= Tramteatret =

Norwegian theatrical and musical group

Tramteatret was a Norwegian left-oriented theatre performance group active from 1976 to 1986.

The group included the members Marianne Krogness, Liv Aakvik, Terje Nordby, Kine Hellebust and others. Their first production was the satirical Deep sea thriller, with references to the Bravo accident in April 1977, the largest oil blowout on the Norwegian shelf. They made a number of productions for the Norwegian Broadcasting Corporation, including Serum serum from 1980, Pelle Parafin og automatspøkelsene (1981), and Hemmelighetene i B-by (1982). The group produced a total of eight musical revues, and several musical albums.

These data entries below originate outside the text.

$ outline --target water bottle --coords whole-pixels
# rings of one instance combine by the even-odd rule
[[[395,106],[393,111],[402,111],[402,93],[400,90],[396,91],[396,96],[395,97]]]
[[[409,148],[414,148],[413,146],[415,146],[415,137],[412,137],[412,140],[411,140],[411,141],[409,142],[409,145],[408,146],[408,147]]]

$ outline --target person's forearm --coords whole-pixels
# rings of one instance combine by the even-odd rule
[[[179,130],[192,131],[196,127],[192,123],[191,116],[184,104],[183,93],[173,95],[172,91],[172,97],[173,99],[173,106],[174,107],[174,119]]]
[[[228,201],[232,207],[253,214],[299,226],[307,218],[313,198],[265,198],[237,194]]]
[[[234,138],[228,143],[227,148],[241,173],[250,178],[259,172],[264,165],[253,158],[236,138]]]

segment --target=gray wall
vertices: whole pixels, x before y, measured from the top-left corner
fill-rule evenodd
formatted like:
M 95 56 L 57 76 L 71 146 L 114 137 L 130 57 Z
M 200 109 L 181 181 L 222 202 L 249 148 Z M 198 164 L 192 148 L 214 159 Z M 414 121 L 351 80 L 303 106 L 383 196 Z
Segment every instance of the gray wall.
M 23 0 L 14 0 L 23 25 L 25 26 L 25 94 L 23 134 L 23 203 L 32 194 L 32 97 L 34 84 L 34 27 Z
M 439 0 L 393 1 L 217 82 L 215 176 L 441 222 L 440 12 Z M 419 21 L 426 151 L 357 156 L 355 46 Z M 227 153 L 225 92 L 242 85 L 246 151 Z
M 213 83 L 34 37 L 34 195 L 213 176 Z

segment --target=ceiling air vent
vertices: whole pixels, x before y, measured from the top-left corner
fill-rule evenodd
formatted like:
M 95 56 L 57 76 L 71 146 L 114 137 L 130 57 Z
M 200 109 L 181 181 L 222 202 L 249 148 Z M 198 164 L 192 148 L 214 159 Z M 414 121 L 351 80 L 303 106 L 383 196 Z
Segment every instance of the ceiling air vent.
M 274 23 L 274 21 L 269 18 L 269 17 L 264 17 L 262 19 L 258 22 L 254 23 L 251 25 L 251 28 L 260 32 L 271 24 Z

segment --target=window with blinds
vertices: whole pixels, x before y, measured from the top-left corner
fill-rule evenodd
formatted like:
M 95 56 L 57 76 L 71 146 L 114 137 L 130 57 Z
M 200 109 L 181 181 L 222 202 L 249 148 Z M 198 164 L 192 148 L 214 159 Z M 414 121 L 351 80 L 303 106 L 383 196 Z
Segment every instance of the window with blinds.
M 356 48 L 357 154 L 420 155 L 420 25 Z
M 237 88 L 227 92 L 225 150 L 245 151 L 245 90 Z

Albums include Deep Sea Thriller.. Og Enda Mer.. from 1977, Tramfart from 1978, Back To The '80's from 1980, Pelle Parafins Bøljeband from 1981, Tramteatret from 1982, B-Bylivet Går Sin Gang from 1982, Det Går Alltid Et Korstog from 1983, Drömmen Om Elin from 1985, and Randi og Ronnis Restaurant from 1986.

In 1981 the group appeared in Melodi Grand Prix, the televised competition to represent Norway in that year's Eurovision Song Contest, finishing fourth with the song "Det er vår tur nå".